Joel Klein's decision to go work for Rupert Murdoch last week set off a round of wild speculation that News Corp. (NWS) is planning a technologically disruptive attack on the education establishment.

The surprise is not that many have seen the potential for a huge business in combining software and learning. The edutainment business -- as learning software was known in the 1990s -- has been around for almost as long as the personal computer.

Nor is it that a rich man with a controversial reputation is getting into a business that inspires a great deal of sanctimony. Michael Milken and Larry Ellison founded Knowledge Universe in 1996 and have made significant bets on operating schools as well as the potential for technology to transform early learning with their Leapfrog devices.

New York Magazine's John Heilemann used his access to Klein to get a better sense of what News might have in mind:

In fact, the likelihood that Murdoch's education strategy will involve either charter schools or online college-diploma mills is very close to zero. Instead, it is all but certain to revolve around one of the most fertile areas of innovation today: the application of digital technology to learning. In the next few years, "what you're going to see in educational software and new solutions and online learning is going to be game-changing," says Klein, in terms of "the ability of new technology to both improve instruction and the quality of it through new learning platforms."

Klein is no expert in this area, but in his time as chancellor, he became convinced of the need to move away from what he calls "this sort of twentieth-century model of one teacher trying to master all the content and information and deliver it to 25 children, who are performing at different levels."

What education will move toward isn't entirely clear. It doesn't take much imagination to see the potential for technology to transform education at all levels -- especially among high school and college students.

We've seen recently that budget cuts at state schools are pushing lectures online. From there, it's not a big leap to imagine that students will be able to self-test and progress at their own educational rate. Indeed, online education begins to disrupt the whole idea of a university. Why should a professor continually perform lectures when he or she can record a semester once? Why be limited to the second- and third-best professor on subject when the recorded lectures of the leading light in the field are easily accessible through a tablet?
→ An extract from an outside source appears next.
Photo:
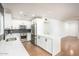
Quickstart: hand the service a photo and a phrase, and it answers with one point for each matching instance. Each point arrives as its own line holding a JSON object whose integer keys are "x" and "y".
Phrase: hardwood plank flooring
{"x": 34, "y": 50}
All of this suggests a very different structure to secondary and college-level education in the future. The only problem is that for-profit education at that level has been taking serious beating these last few months as the Federal government cracks down on on what it sees as abuses among online educators.
Here's the New York Times on the subject:

Lawmakers and Department of Education officials have become increasingly concerned that too much of the $26.5 billion in federal student aid that went to for-profit colleges last year enriched shareholders and company executives, rather than helping students.
Such schools enroll about 11 percent of the nation's college students, and get a quarter of all federal student aid. But their students account for 43 percent of those defaulting on student loans.
The Times says these schools get more than 90% of their revenue from the government. Worse than that, the whole business seems to have a Glengarry Glen Ross feel it. Instead of buying swampland in Florida, these guys are selling dreams of unrealistic careers based upon the fantasy of an easy education.
With prominent short-sellers like Michael Lewis's subprime hero Steve Eisman making a bear case against the whole industry at prominent investment conferences, the stocks of for-profit education firms have been getting hammered across the board.

CNBC's favorite short-seeker, Herb Greenberg, was all over the collapse of University of Phoenix parent Apollo Group in October when it withdrew guidance in the face of the government's shake-up of the field.

All of this suggests that disrupting education is likely to be something more like perestroika was in Russia -- a move that may benefit a few but will likely expose many to losses and fraud -- than Silicon Valley was in the US.